One part of Umang’s work is in community development. This includes areas like alternative energy, savings and credit groups and drinking water and sanitation. The other part of its work falls under the broad label of enterprise development. Knitting of woollen and cotton garments is the biggest activity, covering about 300 women in around 45 villages. Umang produces knitwear worth more than Rs.1.5 million each year, about a third of which accrues to the women as wages.

The other important enterprise activity is food processing. This includes making of pickles from local farm produce like chillies, ginger and garlic and fruit preserves and jams. The apiculture programme is also substantial, producing about 3 tonnes of honey every year. Umang also provides support to women for backyard poultry rearing.

Kumaon Artisans’ Guild
The purpose of the Guild revolves around the application of appropriate technologies for rural development. Thus most of its work is in the areas of biogas promotion and drinking water and sanitation. The infiltration wells technology developed by Tim Rees is the most significant drinking water solution that the Guild offers. Over the years the Guild has helped build more than 80 such wells, in addition to about 400 toilets and 200 biogas plants. The Guild also offers technical assistance to other organisations in Kumaon.

Some thoughts
The dominant development paradigm in Uttaranchal – heralded by the State with funds from multilateral donors and supported by a large section of the civil society – talks of the livelihoods approach. One sees very little focus on the quality of the natural resource base, which quite evident to the naked eye, is fast degenerating. Undoubtedly, Uttaranchal has great natural endowments to be exploited, to enable its people to earn good incomes. But concerns about sustainability of interventions get mere lip-service. It is in the context of such approaches that the interventions of Grassroots assume significance. They may be small in terms of coverage, but in terms of demonstrating alternative approaches they bring about a welcome freshness.

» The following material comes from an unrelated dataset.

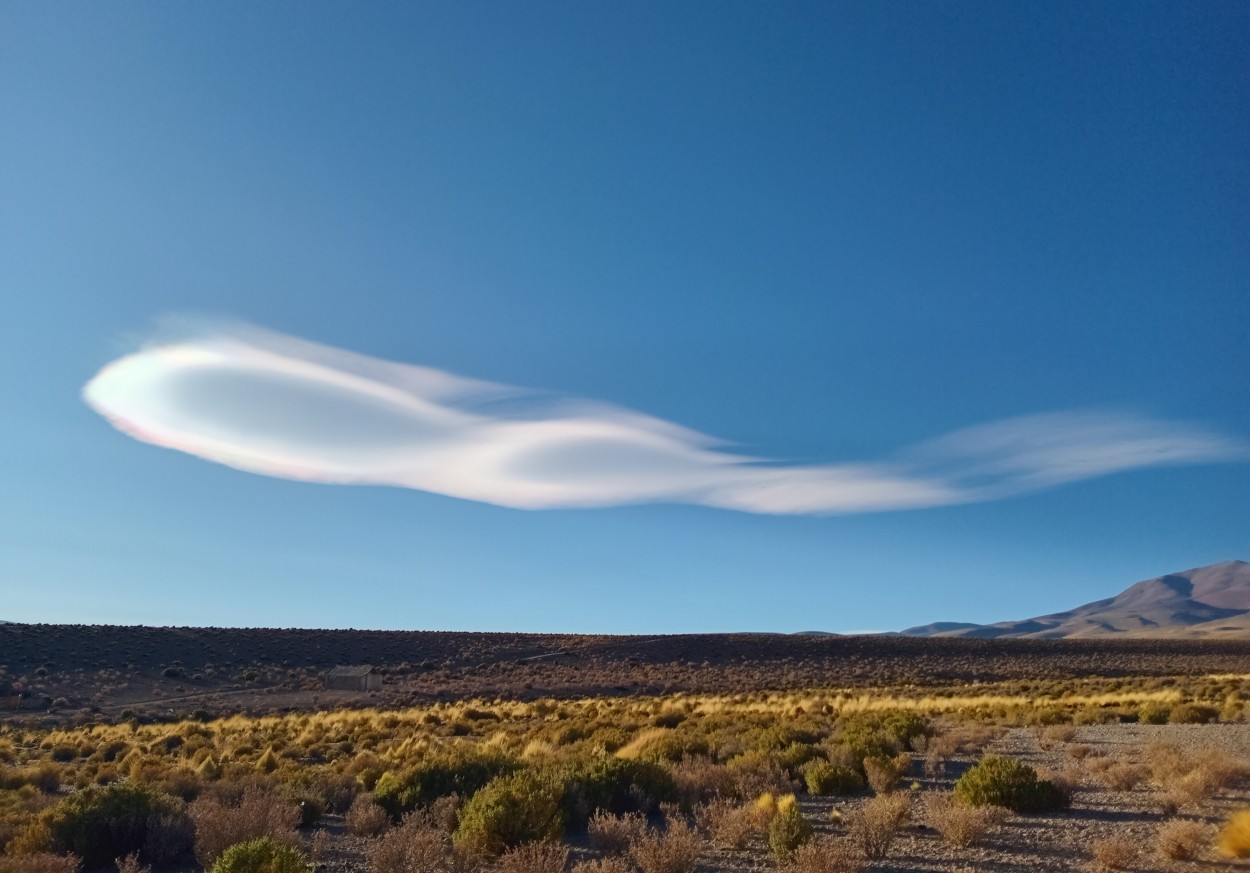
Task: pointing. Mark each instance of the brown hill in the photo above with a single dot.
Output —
(1204, 602)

Grassroots also offers an interesting case study on the structure of development organisations. Irrespective of the degree of effectiveness of its ‘let-go’ strategy, it is refreshing to see an NGO make such efforts and actually take it beyond rhetoric. Lines dividing functions of Umang or KAG from Grassroots may be thin, but one cannot miss the genuineness of the effort. In fact, efforts are being made to ensure that the three organisations do not share the same work space. Now, all three work out of the Grassroots campus (of the 120-steps notoriety). During November 2005 in fact, KAG moved to its new premises. Umang needs a better organised space to manage its diverse production activities and once a suitable one is found, it also would have a new home.